From the Hook Law Center
The Internal Revenue Service recently announced it has raised the limit on the annual gift tax exclusion; this change will give individuals more flexibility to make gifts during their lives in order to avoid the estate tax. Starting in 2013, the annual exclusion for gifts goes up to $14,000 per recipient; it was previously $13,000 per recipient. Spouses can combine their annual exclusions to double the size of the gift per recipient.
Considering the uncertainty of the estate tax exemption in 2013, this change is especially beneficial. Due to the “fiscal cliff,” among other economic and political developments, it is possible that the new estate tax exemption will be lower. While we know what the federal estate tax rules continue until the end the year, what will happen in 2013 and beyond is still unknown.
However, under current law the estate tax exemption is scheduled to drop significantly from $5,120,000 in 2012 to $1,000,000 in 2013. Moreover, the estate tax rate is scheduled to jump from 35% to 55%. The portability of any unused exemption between spouses will disappear. Thus, families with estate tax challenges are advised to consider leveraging the gift tax annual exclusion.
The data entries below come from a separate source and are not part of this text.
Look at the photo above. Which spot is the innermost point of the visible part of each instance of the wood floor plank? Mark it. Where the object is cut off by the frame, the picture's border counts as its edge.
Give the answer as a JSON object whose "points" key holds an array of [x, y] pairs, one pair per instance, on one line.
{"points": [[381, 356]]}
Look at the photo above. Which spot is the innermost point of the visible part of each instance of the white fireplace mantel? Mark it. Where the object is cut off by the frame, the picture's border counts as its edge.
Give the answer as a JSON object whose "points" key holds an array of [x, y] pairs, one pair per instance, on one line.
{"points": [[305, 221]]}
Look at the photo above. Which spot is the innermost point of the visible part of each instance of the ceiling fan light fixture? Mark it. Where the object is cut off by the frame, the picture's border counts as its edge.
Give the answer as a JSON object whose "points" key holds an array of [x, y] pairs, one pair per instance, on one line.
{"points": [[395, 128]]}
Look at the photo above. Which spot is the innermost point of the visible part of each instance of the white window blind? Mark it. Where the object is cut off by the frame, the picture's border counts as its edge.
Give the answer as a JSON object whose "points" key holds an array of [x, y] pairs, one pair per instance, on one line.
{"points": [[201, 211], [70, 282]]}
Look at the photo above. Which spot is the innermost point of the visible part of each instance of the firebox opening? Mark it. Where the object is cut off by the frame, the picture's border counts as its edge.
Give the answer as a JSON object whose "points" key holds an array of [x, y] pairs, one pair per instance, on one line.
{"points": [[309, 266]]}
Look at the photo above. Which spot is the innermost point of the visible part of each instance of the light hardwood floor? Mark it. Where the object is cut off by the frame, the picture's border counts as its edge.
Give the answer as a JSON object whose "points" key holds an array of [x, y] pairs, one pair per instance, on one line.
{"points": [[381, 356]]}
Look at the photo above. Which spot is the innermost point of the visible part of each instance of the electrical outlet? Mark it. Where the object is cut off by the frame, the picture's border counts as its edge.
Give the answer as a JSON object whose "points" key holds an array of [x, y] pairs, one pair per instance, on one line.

There are several exclusions from the gift tax limitations
The Internal Revenue Code includes other unique opportunities for lifetime gifts which are not subject to the gift tax. The payment of tuition is an especially helpful way to transfer wealth from one generation to another without triggering gift tax. As long as payments are made directly to an educational institution, a donor can pay for a student’s entire tuition without being penalized by the gift tax. Medical bills, if paid directly to the provider, are also not subject to the gift tax.